-¿Llamaste a mi papá? ¿qué te ha dicho…? –Volvió a preguntar la loca de ojos redondos y brillosos cachetes- No fue la primera vez que me pide llamar a su papá desde una de las ventanas del psiquiátrico de mujeres colindante con la calle Ayacucho. Ese día se cumplió un mes de cuarentena, con todo, mis perros no perdieron la costumbre de salir a olfatear las paredes y jalar sus correas como si alguien los esperara en la esquina, en tanto les rogaba que no corran, ideaba una nueva mentira que la convenza.
-Ummm… llamé, pero nadie contestó, -alcancé a decir- y sentí su mirada hasta el final de la cuadra.
Hace poco, mientras daba de comer a los perros callejeros que llegan a mediodía, interrumpió la misma pregunta.
-¿Hablaste con mi papá? –dijo desde la misma ventana sin dejar la menor duda que su cuerpo se sostenía en la punta de sus pies. Su rostro redondo resplandecía como la luna y sus ojos se extraviaron en la lisura, lo mismo que su cabello que revoloteaba como una ola coqueta y atrevida.
-Sí, sí hablé, -mentí una vez más- no obstante, cuando empezaba a dar mayores detalles, su chillido me cortó para preguntar cuándo vendría a recogerla.
-Dijo que en junio –respondí tímidamente- y sin dar tiempo a más explicaciones saltó en su trecho jaleando sin extender mucho las manos.
-¡¡Urra! –Gritó junto a su amiga que la acompañaba- y dejó ver el moño amarillo que sostenía su cabello.
-¿Cuándo llegará? –Volvió a preguntar embelesada- Conseguí decir entre los dientes que a principios de junio e inmediatamente quise escapar de ese momento posando mi mirada en los perros que c’ascaban los huesos y relamían el caldo de pollo.
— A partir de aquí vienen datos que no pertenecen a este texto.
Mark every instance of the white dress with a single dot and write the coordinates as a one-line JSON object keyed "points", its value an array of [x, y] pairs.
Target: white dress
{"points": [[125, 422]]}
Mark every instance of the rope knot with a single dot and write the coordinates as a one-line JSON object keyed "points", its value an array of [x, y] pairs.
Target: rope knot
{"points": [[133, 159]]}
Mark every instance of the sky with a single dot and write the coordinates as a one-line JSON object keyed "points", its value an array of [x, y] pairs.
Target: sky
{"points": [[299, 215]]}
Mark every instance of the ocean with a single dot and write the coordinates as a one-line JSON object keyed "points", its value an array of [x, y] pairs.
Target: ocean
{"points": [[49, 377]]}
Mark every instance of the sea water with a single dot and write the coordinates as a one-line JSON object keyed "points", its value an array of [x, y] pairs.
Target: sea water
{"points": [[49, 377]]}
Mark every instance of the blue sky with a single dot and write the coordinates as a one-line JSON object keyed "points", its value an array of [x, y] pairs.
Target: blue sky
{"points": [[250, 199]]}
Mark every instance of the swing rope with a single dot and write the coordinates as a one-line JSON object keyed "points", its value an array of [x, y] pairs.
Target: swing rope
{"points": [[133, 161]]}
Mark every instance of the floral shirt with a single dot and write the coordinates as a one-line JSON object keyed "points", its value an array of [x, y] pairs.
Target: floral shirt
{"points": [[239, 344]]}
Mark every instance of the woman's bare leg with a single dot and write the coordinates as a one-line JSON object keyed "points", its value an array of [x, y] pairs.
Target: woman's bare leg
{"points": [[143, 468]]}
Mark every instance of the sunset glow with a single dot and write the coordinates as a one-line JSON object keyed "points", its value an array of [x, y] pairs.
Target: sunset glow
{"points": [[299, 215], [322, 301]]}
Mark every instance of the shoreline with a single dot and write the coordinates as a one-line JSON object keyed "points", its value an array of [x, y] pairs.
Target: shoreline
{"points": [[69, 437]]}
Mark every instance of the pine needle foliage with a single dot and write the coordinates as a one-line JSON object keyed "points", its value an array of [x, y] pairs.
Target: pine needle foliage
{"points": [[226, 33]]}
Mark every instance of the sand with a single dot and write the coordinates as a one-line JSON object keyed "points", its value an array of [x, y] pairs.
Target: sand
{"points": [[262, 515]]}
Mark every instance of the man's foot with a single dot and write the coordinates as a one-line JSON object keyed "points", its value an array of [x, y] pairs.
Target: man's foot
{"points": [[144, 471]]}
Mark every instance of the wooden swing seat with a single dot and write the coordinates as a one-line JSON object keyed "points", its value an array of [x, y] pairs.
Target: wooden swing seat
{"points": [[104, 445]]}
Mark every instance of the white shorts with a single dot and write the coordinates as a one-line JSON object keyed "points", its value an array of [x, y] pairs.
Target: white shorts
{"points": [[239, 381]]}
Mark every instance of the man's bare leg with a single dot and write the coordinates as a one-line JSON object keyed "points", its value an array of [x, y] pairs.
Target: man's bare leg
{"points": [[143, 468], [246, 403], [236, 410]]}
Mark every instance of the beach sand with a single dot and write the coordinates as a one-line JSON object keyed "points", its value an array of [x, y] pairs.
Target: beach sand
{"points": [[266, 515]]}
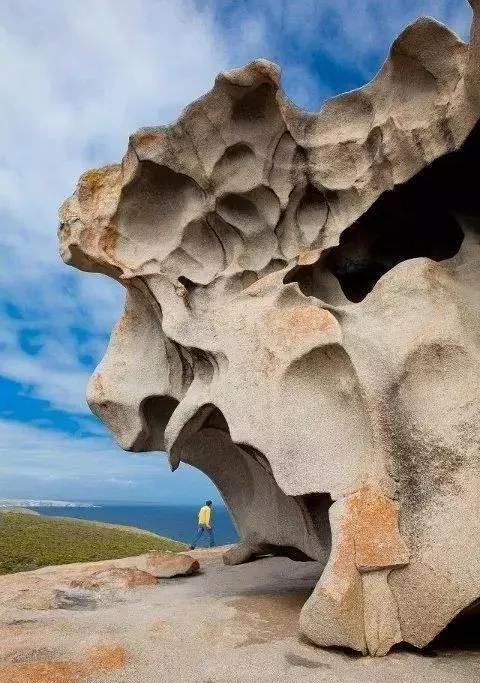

-Bueno, dijo que hará todo lo posible por llegar –le expliqué en señal de descargo y arrepentimiento sin separar la vista de los perros que gruñían- Entonces volteé mi cuerpo para entrar a mi casa, cerré la puerta y en medio del zaguán oscuro escuché, como un estruendo, la risa de ambas que parecían mofarse de mi mentira.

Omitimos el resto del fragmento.